La posverdad o mentira emotiva, se entiende como un neologismo en que los hechos objetivos tienen menos influencia que las apelaciones a las emociones y a las creencias personales. Algo aparente de ser verdad, es más importante que la propia verdad. Fruto de diversos fenómenos sociales, la posverdad ha ido ganando terreno en diversos ámbitos de la opinión y discusión pública.

El riesgo de la posverdad, es la validación como cierto de lo que no es, lo que nos puede conducir a la toma de decisiones erróneas que nos pueden afectar negativamente a todos o, en un plano más individual, al cuestionamiento o reproche injusto de conductas, con la consecuente inequidad y daño que ello puede originar.
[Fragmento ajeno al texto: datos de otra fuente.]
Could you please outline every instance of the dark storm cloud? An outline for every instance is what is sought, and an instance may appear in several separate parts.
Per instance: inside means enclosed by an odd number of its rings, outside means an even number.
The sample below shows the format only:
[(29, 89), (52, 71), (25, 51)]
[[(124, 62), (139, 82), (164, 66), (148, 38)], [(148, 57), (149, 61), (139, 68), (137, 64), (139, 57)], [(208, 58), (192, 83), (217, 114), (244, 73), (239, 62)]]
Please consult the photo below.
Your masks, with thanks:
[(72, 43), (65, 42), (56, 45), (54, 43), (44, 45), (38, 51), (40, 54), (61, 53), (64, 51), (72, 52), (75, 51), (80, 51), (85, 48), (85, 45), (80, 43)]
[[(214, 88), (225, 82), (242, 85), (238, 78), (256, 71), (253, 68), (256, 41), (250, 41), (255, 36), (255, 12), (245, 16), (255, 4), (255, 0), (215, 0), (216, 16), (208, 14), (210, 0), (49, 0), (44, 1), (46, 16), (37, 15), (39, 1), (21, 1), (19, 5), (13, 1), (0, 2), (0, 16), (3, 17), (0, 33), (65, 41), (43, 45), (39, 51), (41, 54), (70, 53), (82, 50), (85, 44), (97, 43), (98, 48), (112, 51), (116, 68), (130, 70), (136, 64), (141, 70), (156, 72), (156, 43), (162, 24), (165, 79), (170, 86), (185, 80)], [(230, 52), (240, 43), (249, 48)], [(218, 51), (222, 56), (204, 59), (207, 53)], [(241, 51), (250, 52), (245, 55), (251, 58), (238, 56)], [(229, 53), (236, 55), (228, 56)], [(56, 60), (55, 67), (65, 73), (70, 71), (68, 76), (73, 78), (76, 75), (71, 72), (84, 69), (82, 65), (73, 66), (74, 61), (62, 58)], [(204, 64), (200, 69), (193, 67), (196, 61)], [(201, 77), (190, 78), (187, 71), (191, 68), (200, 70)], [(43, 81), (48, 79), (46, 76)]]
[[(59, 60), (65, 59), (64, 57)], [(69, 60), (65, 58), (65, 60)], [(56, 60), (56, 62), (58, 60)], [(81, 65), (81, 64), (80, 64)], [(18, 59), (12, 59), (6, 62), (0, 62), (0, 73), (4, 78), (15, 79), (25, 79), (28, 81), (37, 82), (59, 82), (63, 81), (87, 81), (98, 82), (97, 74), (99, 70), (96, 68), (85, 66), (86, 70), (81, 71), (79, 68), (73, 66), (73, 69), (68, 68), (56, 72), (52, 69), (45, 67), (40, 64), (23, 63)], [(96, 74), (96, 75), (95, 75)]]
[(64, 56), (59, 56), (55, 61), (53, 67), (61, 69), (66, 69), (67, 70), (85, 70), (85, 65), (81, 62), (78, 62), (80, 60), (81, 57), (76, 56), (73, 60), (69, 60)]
En materia de impuestos, este fenómeno ha estado presente, lo que unido a otros factores en ocasiones ha hecho difícil la discusión, con miras al mejor resultado.

Sólo por dar algunos ejemplos, hace un tiempo se “demonizó” el denominado registro “FUT”, bajo la creencia que se amparaba en un sistema en sí abusivo.

Nada más alejado de la realidad, cuando los denominados “loophole” eran ciertamente corregibles, lo que como es sabido ocurrió en los años previos de la plena entrada en vigencia de la reforma tributaria. Otro tanto, ocurrió con el IVA en la construcción, cuando se cuestionó el que las constructoras e inmobiliarias se estructuraran de una u otra forma, para gravar o no con IVA ciertas ventas al consumidor final (sin perjuicio del IVA a la construcción propiamente tal), algo perfectamente lícito, más allá de la decisión económica de fondo de permitir o no la rebaja en la tasa efectiva que esto conllevaba.

Algo más reciente, lo encontramos en como la opinión pública cuestiona “cualquier” conexión con los denominados paraísos fiscales. Si bien es cierto que se trata de jurisdicciones que han amparado figuras evasivas o elusivas dignas de reproche (además de favorecer la comisión de diversos ilícitos distintos a los tributarios), no siempre la conexión con estas jurisdicciones da cuenta de alguna situación irregular, no siendo difícil encontrar motivaciones perfectamente legítimas en su utilización.

Afortunadamente en este punto, la propia autoridad administrativa ha salido al paso confirmando esto último. El llamado es que podamos tomar real consciencia de lo dañino que puede resultar el que prospere este modo de populismo. Digamos entonces no a la posverdad.